There is some thing you should keep in mind when using projects and your flow is using 'Persistent Context' - the name of your variable.

Say you have project called 'greenhouse' and you create a global persistent context variable (stored in the local file system) called 'pump_status'. You run this flow and it store 'on' into the global. You shutdown Node-RED and start it up again and the global will contain 'on' just the way you want it to.

Then you create another project called 'sump_pump' to monitor and display the status of the pump pumping water out of your boat. In this flow you use a global persistent context variable and call it 'pump_status'. (you are probably starting to see the potential problem about now). Let's say this flow looks at the global 'pump_status' and displays it on a dashboard.

As soon as this flow starts, you get the 'pump_status', and it will be 'on' (that is what it is in storage). But maybe the pump is actually broken and the bilge is filling up and the boat is starting to flood...

So there you are, you just looked at the dashboard, see the pump shows 'ON' smile and swivel your chair to look out the window at your dock only to see your boat slowly sink under the water.
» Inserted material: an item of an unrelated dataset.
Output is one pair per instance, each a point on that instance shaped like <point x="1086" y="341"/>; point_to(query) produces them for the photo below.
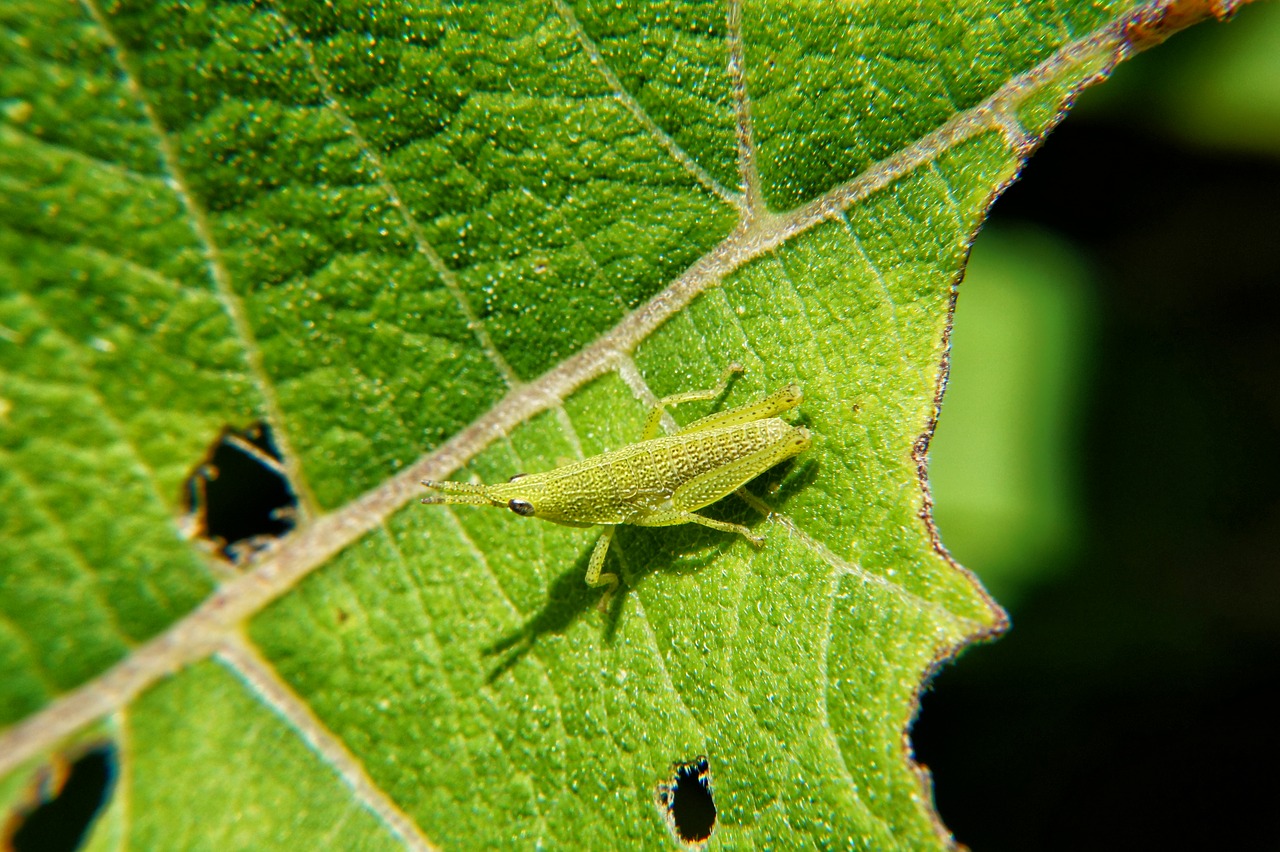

Don't let this happen to you!

Persistent variables exist in storage and any flow using them should either make sure the variable names are unique per flow or come up with a way to validate the data in the context variable is correct for this flow.

This will not be the case if you are running multiple instances of Node-RED AND each instance uses a separate user directory because the context data is stored in the user directory (when using the local file system) - unless the example above comes into play.

Another example of the dangers of using flow and global context. A much better solution to the particular problem you describe here would be to keep the pump status in a retained topic in MQTT. Then the problem would not appear in the first place as the greenhouse and boat topics would not be the same.

I don't use projects except for testing uibuilder. And I use a setup that lets me have multiple, independent installations of Node-RED.

So no problems for me :wink:

But useful info. Thanks.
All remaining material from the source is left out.